A Film Review By The Mike
|Rating: PG-13 for violence and some language
Starring: Meg Ryan, Omar Epps, Tony Shalhoub
Directed By: Charles S. Dutton
Sometimes, a film can survive despite touting a character that doesn’t deserve our sympathy. But when the film tries to tell us that a woman who cares only about her self-image and whom we gradually grow to hate for eighty percent of the film deserves our praise is too much for me to accept.
Almost ironically, that woman is played by Meg Ryan, who’s built a career off of her looks and her spunky little charm. She plays Jackie Kallen, a woman so driven toward success that she doesn’t bother to care about anything but her own appearance and approval. Like a train wreck, her story follows a horrible train of events.
Firstly, we’re bombarded with twenty minutes of every possible analogy of feminism. Yes, they treat women like gum on their shoes, and the only way to get ahead is to do it yourself, and everything else. We get it. Once we get past that stage, Kallen hits the “growing and working to become the woman she’s been stopped from being stage.” This is where the film really fails.
In this time period, we obviously notice that Kallen is simply a woman trying to prove herself.

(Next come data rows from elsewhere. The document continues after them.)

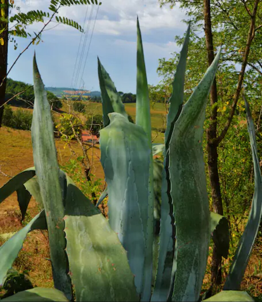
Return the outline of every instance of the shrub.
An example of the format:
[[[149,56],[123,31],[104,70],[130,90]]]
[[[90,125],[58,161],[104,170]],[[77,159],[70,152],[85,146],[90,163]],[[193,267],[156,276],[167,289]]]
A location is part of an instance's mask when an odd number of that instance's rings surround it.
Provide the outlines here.
[[[13,110],[10,105],[6,105],[5,106],[3,114],[3,125],[7,127],[12,127],[13,113]]]
[[[128,114],[128,120],[134,124],[132,117]],[[87,116],[85,125],[87,130],[90,130],[95,135],[99,135],[99,131],[103,127],[103,116],[101,114]]]
[[[75,111],[84,113],[85,112],[85,105],[82,102],[74,101],[73,103],[73,109]]]
[[[13,111],[9,105],[4,110],[3,124],[8,127],[23,130],[30,130],[33,114],[30,111],[20,108]]]

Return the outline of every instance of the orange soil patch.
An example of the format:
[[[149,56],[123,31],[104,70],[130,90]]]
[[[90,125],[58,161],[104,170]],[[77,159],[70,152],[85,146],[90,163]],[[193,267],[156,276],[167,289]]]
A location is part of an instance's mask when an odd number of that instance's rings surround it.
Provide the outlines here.
[[[30,131],[18,130],[6,127],[0,128],[0,187],[8,181],[10,177],[34,166],[33,150]],[[56,140],[55,144],[57,158],[60,164],[63,165],[71,159],[75,159],[74,153],[78,156],[82,155],[82,150],[77,142],[71,143],[72,149],[64,142]],[[99,146],[95,146],[88,151],[90,158],[93,156],[93,174],[96,178],[104,178],[100,162]],[[34,207],[35,204],[30,201],[29,207]],[[1,204],[0,213],[6,209],[19,209],[16,194],[13,193]]]

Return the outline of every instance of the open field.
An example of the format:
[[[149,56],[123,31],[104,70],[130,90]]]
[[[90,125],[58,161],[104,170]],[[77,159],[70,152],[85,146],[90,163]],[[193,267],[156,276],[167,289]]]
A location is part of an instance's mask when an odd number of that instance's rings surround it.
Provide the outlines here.
[[[100,104],[88,103],[87,106],[92,114],[102,114]],[[134,120],[135,104],[126,104],[125,107],[127,111]],[[65,108],[64,109],[66,111]],[[151,112],[152,127],[158,127],[160,121],[162,120],[162,117],[164,117],[165,115],[165,108],[162,104],[157,104]],[[58,114],[57,115],[58,116]],[[157,134],[156,132],[153,131],[152,137]],[[163,142],[163,133],[159,133],[158,134],[155,142]],[[2,146],[0,148],[0,186],[2,186],[9,177],[33,165],[33,161],[30,131],[3,127],[0,129],[0,141]],[[55,143],[58,162],[61,165],[64,165],[69,160],[74,158],[74,152],[79,155],[81,154],[80,148],[75,141],[71,144],[71,149],[65,145],[64,142],[59,140],[56,140]],[[99,146],[94,148],[93,151],[93,173],[95,175],[95,178],[103,179],[103,172],[99,161]],[[92,152],[90,149],[88,153],[90,156]],[[32,199],[29,204],[26,222],[28,222],[39,211],[37,204]],[[13,232],[21,228],[25,223],[21,223],[20,220],[21,214],[16,193],[14,193],[0,204],[0,234]],[[251,294],[256,296],[262,295],[262,268],[261,259],[259,257],[260,253],[259,247],[261,247],[261,243],[258,242],[259,240],[257,239],[256,241],[255,249],[242,283],[242,290],[248,291]],[[0,245],[3,242],[0,237]],[[28,272],[30,280],[34,286],[52,287],[54,286],[51,266],[48,260],[50,256],[48,244],[46,231],[33,231],[28,236],[15,263],[15,268],[20,272],[25,271]],[[206,288],[210,285],[211,261],[210,257],[207,274],[204,280],[204,285]],[[228,260],[224,261],[224,266],[228,268],[229,264]],[[225,276],[224,274],[223,277]]]

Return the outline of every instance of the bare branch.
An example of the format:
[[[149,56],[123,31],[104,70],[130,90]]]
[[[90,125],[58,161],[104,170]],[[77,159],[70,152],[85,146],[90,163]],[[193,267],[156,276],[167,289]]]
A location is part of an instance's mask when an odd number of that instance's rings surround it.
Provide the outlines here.
[[[20,91],[20,92],[18,92],[18,93],[17,93],[15,95],[13,95],[12,97],[11,98],[9,98],[9,100],[8,100],[7,101],[6,101],[3,104],[2,104],[2,105],[0,106],[0,108],[1,108],[1,107],[2,107],[3,106],[4,106],[6,104],[7,104],[8,102],[9,102],[10,101],[11,101],[12,100],[13,100],[13,99],[15,98],[16,98],[19,95],[21,95],[22,93],[23,93],[25,92],[27,90],[29,89],[29,88],[31,88],[32,87],[33,87],[33,85],[32,85],[31,86],[29,86],[29,87],[28,87],[27,88],[26,88],[26,89],[25,89],[24,90],[23,90],[22,91]]]
[[[38,34],[31,41],[30,43],[29,43],[28,44],[28,45],[27,45],[26,47],[25,48],[24,50],[21,52],[20,53],[19,53],[19,54],[18,55],[16,59],[15,60],[15,61],[14,61],[14,63],[12,64],[12,66],[9,68],[9,70],[8,70],[8,71],[7,72],[7,73],[5,76],[2,79],[2,82],[1,83],[1,85],[0,85],[0,87],[2,86],[2,85],[3,85],[3,84],[5,80],[7,77],[7,76],[9,74],[9,72],[11,71],[11,70],[12,69],[14,66],[15,64],[17,62],[17,60],[18,60],[19,58],[20,57],[20,56],[21,56],[22,55],[22,54],[23,54],[25,52],[28,48],[28,47],[29,47],[29,46],[30,46],[31,44],[33,43],[33,42],[34,42],[35,41],[35,39],[37,39],[37,38],[39,38],[40,37],[40,35],[41,35],[41,34],[42,33],[42,32],[44,30],[44,29],[45,28],[46,26],[51,21],[52,21],[52,19],[54,17],[54,16],[55,14],[57,13],[57,11],[58,11],[58,9],[60,8],[61,6],[61,4],[59,4],[59,5],[58,5],[58,6],[57,7],[57,8],[56,10],[52,14],[52,16],[51,16],[51,18],[48,21],[44,24],[44,25],[42,28],[42,29],[41,29],[41,30],[40,31],[39,31],[38,32]]]
[[[245,0],[241,0],[241,2],[245,6],[245,8],[246,9],[246,11],[247,12],[248,14],[250,16],[250,17],[252,17],[252,15],[251,13],[251,12],[250,11],[250,10],[247,7],[247,3],[245,1]]]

This would work, if the story wasn’t about her helping a young boxer (Omar Epps) succeed. But for the next hour, we see her mugging for cameras, pushing herself beside her fighter, and helping him, mostly so he can help her. The film builds to the realization that she’s too busy with herself, but I realized this about an hour before the film decided to reveal it.
The story should focus more on Epps’ character, the one who’s actually fighting and growing. Granted, that’s been done before and better by films like Rocky, but that doesn’t mean his character should be entirely undeveloped. Epps is a solid actor, who seems to be making a career out of sports movies (Major League II, The Program, Love & Basketball, and now this), and deserves more in what was supposed to be a breakout role. The film, which is a first time directing effort for actor Charles S. Dutton (who also plays Epps’ underdeveloped trainer), was supposed to be a lot of things that it failed to become, as evidenced by the fact that it sat on the shelf for over a year collecting dust. But the fault is not Dutton’s, nor Epps’, nor even the annoying Ryan. The fault is in the script, which seems to think it’s far more important than it really is.
Feminism’s been done, been done about 80 years ago, and been done in many films. Against the Ropes, while trying to prove something, ends up a rehash of all that’s been said before. It’s not going to inspire many, and the ignoramuses that are feminists aren’t going to see it and be moved. Against the Ropes, in the end, is nothing more than a poor attempt at a good cause, a film that wastes the talents of those involved on a lousy script that’s full of more preaching than storytelling.